Apology without malpractice suit?

Arizona lawmakers want to make it legal for doctors to apologize to their patients without the apology being included in lawsuits. Trial attorneys are against it:

Senate Bill 1036 would allow doctors and other medical providers to say "I'm sorry" without their apologies being admitted in court as evidence of liability or as an admission of guilt.At least six states have passed a similar bill, and there is anecdotal evidence that it's resulted in fewer lawsuits being filed.


Wednesday, February 16, 2005

Malpractice Reform Compromise Passes in Atlanta

Now just waiting for the governor to sign...

"Georgia lawmakers settled three years of arguing over medical malpractice laws Monday when the Senate agreed to place a $350,000 cap on pain-and-suffering awards for people hurt by negligent doctors.

The bill makes sweeping changes to the rules for people suing doctors for malpractice, changes aimed at shielding doctors from expensive or frivolous lawsuits. Doctors have long argued that they're being run out of business by high malpractice insurance rates.

The Senate originally voted to cap pain-and-suffering awards at $250,000, a limit the doctors and their insurers wanted. But the House raised that cap to $350,000, and after a failed attempt last week, the Senate agreed to that change Monday. The agreement means the bill awaits only the governor's signature to become law. "


Georgia Tort Debate

This article from Georgia frames the debate from both sides:

"It comes down to who can hire the sharpest lawyers and what kind of jury you have. Do you have a jury that can evaluate data and reach a rational decision? Or do you have a jury that wants to give money away?

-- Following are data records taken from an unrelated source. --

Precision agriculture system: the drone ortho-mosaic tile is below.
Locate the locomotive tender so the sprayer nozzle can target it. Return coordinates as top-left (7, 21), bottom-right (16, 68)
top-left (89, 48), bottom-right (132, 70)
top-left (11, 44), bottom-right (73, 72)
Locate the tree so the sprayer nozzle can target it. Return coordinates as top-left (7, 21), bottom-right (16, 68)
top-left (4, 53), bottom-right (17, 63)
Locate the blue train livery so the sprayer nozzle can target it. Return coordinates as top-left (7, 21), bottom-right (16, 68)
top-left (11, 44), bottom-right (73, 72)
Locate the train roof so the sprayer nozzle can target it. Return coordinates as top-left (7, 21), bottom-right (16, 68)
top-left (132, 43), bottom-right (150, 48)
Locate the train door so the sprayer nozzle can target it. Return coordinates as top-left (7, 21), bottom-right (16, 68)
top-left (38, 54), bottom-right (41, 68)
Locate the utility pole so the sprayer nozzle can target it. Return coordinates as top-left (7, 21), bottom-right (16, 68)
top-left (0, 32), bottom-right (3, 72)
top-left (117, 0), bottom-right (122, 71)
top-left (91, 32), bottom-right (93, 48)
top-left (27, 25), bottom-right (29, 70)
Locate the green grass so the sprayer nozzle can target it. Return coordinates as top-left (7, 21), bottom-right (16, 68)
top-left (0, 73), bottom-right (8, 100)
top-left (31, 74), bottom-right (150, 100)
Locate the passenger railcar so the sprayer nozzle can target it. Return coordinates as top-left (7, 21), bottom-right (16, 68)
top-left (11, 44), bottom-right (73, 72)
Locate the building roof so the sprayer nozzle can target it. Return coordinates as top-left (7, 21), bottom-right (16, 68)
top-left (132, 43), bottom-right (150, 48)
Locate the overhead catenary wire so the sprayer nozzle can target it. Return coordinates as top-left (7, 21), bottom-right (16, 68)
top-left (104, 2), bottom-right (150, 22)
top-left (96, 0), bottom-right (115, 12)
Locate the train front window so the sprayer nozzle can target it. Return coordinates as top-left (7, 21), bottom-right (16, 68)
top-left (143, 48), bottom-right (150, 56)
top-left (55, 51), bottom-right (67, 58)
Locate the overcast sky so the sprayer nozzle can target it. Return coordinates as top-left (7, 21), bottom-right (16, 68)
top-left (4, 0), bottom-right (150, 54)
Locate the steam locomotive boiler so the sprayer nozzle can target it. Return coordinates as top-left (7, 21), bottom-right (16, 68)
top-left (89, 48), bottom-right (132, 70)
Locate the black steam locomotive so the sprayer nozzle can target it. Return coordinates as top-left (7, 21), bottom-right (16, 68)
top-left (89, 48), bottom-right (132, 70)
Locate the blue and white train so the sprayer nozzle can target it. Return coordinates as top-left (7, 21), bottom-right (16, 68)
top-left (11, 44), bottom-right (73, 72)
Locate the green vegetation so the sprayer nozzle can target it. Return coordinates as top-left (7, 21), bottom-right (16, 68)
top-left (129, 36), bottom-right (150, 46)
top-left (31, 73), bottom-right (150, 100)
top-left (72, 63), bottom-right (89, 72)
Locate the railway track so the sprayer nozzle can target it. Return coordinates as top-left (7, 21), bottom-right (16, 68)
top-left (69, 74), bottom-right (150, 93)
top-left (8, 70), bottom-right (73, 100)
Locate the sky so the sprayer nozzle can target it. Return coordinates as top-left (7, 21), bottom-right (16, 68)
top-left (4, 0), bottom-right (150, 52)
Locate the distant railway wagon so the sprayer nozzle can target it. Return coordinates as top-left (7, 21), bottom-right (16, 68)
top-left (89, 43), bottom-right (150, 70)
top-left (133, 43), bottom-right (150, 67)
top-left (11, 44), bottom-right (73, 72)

...Larry Sanders, chairman of Columbus Regional Healthcare System, points to the cost of malpractice insurance for his company.

Four years ago, Columbus Regional was self-insured up to $2 million. For any judgment over that, the company was covered by a policy that cost about $170,000. This year, Columbus Regional has increased its self-insurance exposure to $3 million. The policy to cover any damages in excess of that now costs the company about $1 million. Had Columbus Regional maintained its self-insurance level at $2 million, the policy would have cost the company more than $1.6 million.

Healthcare providers say the high cost of insurance coverage translates into high prices for healthcare."


Tuesday, February 15, 2005

Trial Lawyers promise uphill battle for malpractice reform

In this New York Sun article, attorneys promise uphill battle for president Bush's tort reform agenda:

"It's certainly much easier to see the human impact of malpractice when you have kids who are killed and grandparents who are abused in nursing homes and people who are killed by dangerous drugs like Vioxx," he said. "Those are very different issues people can see much more clearly."


Monday, February 14, 2005

Meanwhile, in Montana...

You don't have to be in New York, Pennsylvania or Atlanta to run into the malpractice crisis. Patients in Montana are losing the services of doctors thanks to malptractice lawsuits:

"In 2002, Montana's medical liability premium rates increased 118 percent for family physicians, 196 percent for obstetricians and 211 percent for neurologists. The same year, St. Vincent Healthcare, one of two major hospitals in Billings, saw its premium costs soar from $300,000 to $3 million."